In a result that could be filed under, “Well, Duh!” a new report says leftist, high-tax states like New York and New Jersey recently have lost the taxes on some two-thirds of a trillion dollars in residents’ taxable incomes.
It’s because residents are fleeing states where gender ideology, communist ideas and socialism is surging.
It is the Unleash Prosperity organization that reported this week that New York lost the ability to tax more than $517 billion in residents’ incomes from 2013 to 2022. New Jersey, another enclave of leftists, lost $170.1 billion.
California lost the taxes on $370.1 million in residents’ incomes and Illinois lost the taxes on $315.2 billion.
The four states alone, all dominated by Democrat politics and politicians, lost the ability to tax nearly $1.4 trillion in income, and that will continue into the future.
A report at Fox Business said, “The report covers cumulative gains and losses in each state’s resident income, as a mover takes their income to another state for subsequent years – not just the first year after their move.”
“New York and New Jersey combined have lost two-thirds of a trillion dollars in net income and purchasing power over the last decade due to moving vans departing these states,” said Steve Moore, economist and co-founder of Unleash Prosperity, in an interview.
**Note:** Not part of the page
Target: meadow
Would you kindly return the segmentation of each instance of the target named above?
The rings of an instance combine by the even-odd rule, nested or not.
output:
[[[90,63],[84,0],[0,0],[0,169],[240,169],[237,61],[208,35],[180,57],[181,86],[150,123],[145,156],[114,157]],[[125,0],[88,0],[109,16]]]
“This has been one of the greatest wealth losses for one region in American history. New Jersey and New York are being bled to death by low tax states in the South,” Moore said.
At the other end of the scale was Florida, where a gain of $1 trillion in taxable income was confirmed, as well as Texas, with saw a $290 billion increase.
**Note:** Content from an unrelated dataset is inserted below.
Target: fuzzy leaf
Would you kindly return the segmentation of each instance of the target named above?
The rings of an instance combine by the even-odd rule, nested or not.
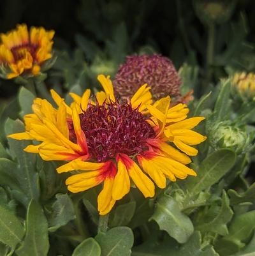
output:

The report said, “Based on tax filing data from the 2011-12 period through 2021-22, New York lost a net 1.757 million residents to domestic migration, while California lost 1.632 million, Illinois 881,012 and New Jersey 350,111 over that period.”
Florida gained nearly 1.6 million and Texas 1.2 million.
The report, according to the New York Post, follows “an election where New Jersey chose to stay left and New York City opted to go farther left.
It explained, “It’s not uncommon to look at the one-year losses and gains of income from internal migration such as taxpayers fleeing New York for Florida, but that fails to capture the long-lasting impact: The migrant’s income is lost (or gained) year after year for the rest of his or her life.”